En las ciudades rionegrinas, desde la costa atlántica hasta la cordillera, la jornada se vive con una carga identitaria particular. Los centros de excombatientes y las escuelas locales suelen ser los motores de vigilias y charlas que buscan sacar el debate de las Cancillerías y bajarlo a la vereda.
El origen del reclamo legal
La creación de la comandancia por parte del gobierno de Buenos Aires no fue un acto administrativo más; consolidó la estructura jurídica y económica argentina en las islas. Vernet impulsó la pesca, la ganadería y el control de la fauna en el Atlántico Sur, estableciendo una población estable que incluía a peones criollos y familias originarias de Carmen de Patagones y otras zonas del territorio rioplatense.
La irrupción de la corbeta británica Clio en enero de 1833 expulsó a las autoridades legítimas y quebró la integridad territorial del país.
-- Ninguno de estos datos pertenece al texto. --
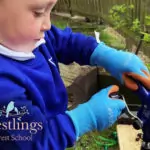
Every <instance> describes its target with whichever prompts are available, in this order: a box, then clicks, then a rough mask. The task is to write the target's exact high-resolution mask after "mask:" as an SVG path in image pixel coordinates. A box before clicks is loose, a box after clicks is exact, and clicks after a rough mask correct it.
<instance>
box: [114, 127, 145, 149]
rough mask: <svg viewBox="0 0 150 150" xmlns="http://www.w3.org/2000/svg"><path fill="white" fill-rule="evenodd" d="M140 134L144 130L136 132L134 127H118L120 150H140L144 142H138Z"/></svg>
mask: <svg viewBox="0 0 150 150" xmlns="http://www.w3.org/2000/svg"><path fill="white" fill-rule="evenodd" d="M138 133H142V130H135V129H134V128H133V126H132V125H120V124H119V125H117V134H118V142H119V147H120V150H140V148H141V144H142V140H141V139H140V140H139V141H136V138H137V134H138Z"/></svg>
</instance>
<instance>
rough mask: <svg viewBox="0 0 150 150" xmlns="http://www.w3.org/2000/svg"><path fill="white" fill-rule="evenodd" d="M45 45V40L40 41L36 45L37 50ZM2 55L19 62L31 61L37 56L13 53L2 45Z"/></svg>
mask: <svg viewBox="0 0 150 150" xmlns="http://www.w3.org/2000/svg"><path fill="white" fill-rule="evenodd" d="M44 43H45V39H44V38H43V39H40V40H39V41H38V42H37V43H36V44H35V48H37V47H38V46H40V45H41V44H44ZM0 54H1V55H4V56H7V57H9V58H12V59H15V60H18V61H25V60H29V59H33V58H35V55H34V54H33V53H32V52H21V51H20V52H18V51H13V50H11V49H9V48H6V47H4V46H3V45H1V44H0Z"/></svg>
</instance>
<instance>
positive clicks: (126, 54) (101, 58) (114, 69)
mask: <svg viewBox="0 0 150 150" xmlns="http://www.w3.org/2000/svg"><path fill="white" fill-rule="evenodd" d="M90 64H91V65H98V66H102V67H104V68H105V69H106V70H107V71H108V72H110V74H111V75H112V76H114V77H115V78H116V79H118V80H119V81H120V82H121V83H124V84H125V85H126V86H127V87H128V88H130V89H132V90H137V88H138V86H137V85H136V83H135V82H133V80H131V79H130V78H129V76H132V77H133V78H134V79H138V80H139V81H141V82H142V83H144V84H145V87H147V88H148V89H150V74H149V71H148V69H147V67H146V66H145V65H144V63H143V62H142V61H141V60H140V58H139V57H137V56H136V55H135V54H132V53H129V52H125V51H117V50H116V49H113V48H110V47H108V46H106V45H105V44H104V43H102V42H101V43H100V44H99V45H98V46H97V47H96V49H95V50H94V52H93V53H92V55H91V58H90Z"/></svg>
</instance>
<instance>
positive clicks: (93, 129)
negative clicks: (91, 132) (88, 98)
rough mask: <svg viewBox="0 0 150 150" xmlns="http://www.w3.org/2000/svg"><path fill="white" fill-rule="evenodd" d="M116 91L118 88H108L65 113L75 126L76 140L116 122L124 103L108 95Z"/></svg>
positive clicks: (112, 87)
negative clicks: (85, 101) (90, 132)
mask: <svg viewBox="0 0 150 150" xmlns="http://www.w3.org/2000/svg"><path fill="white" fill-rule="evenodd" d="M118 90H119V88H118V86H109V87H107V88H105V89H103V90H101V91H100V92H98V93H96V94H95V95H94V96H92V97H91V99H90V100H89V101H88V102H86V103H84V104H80V105H79V106H78V107H77V108H75V109H73V110H71V111H67V112H66V113H67V114H68V115H69V116H70V117H71V119H72V122H73V124H74V126H75V130H76V136H77V138H78V137H80V136H81V135H83V134H84V133H86V132H89V131H92V130H96V129H97V130H99V131H101V130H104V129H106V128H108V127H110V126H111V125H112V124H113V123H114V122H115V121H116V120H117V118H118V116H119V115H120V114H121V112H122V110H123V109H124V108H125V103H124V102H123V101H122V100H119V99H112V98H110V97H109V95H110V94H111V93H114V92H117V91H118Z"/></svg>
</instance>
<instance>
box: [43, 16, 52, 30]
mask: <svg viewBox="0 0 150 150" xmlns="http://www.w3.org/2000/svg"><path fill="white" fill-rule="evenodd" d="M50 28H51V21H50V16H47V17H45V19H44V21H43V24H42V27H41V30H42V31H47V30H49V29H50Z"/></svg>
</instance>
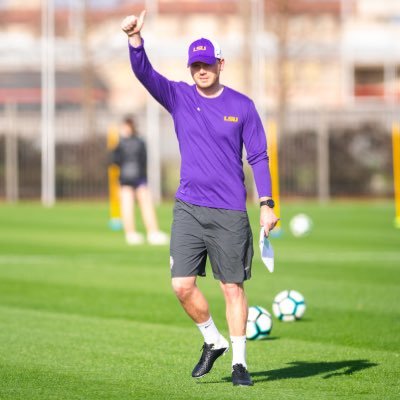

Desde ese momento, la diplomacia argentina mantuvo una constancia de protesta ininterrumpida que hoy sostiene sus tres pilares: los derechos históricos, la continuidad geográfica y la herencia jurídica de la corona española.
La mirada desde el sur
Para las provincias patagónicas, Malvinas representa también una discusión sobre el mapa actual y el futuro económico. La plataforma continental, los recursos pesqueros y la proyección hacia la Antártida convierten al área en un punto geopolítico clave.
“El reclamo no es solo por el pasado, es por lo que significa el Atlántico Sur para nuestro desarrollo actual”, suelen coincidir los investigadores y referentes de la región en los foros de debate soberano. La presencia de bases militares extranjeras a pocos kilómetros de las costas del sur sigue siendo el principal foco de tensión y preocupación institucional.
La reforma constitucional de 1994 ratificó en su primera disposición transitoria que la recuperación de dichos territorios y el ejercicio pleno de la soberanía representan un objetivo permanente e irrenunciable del pueblo argentino.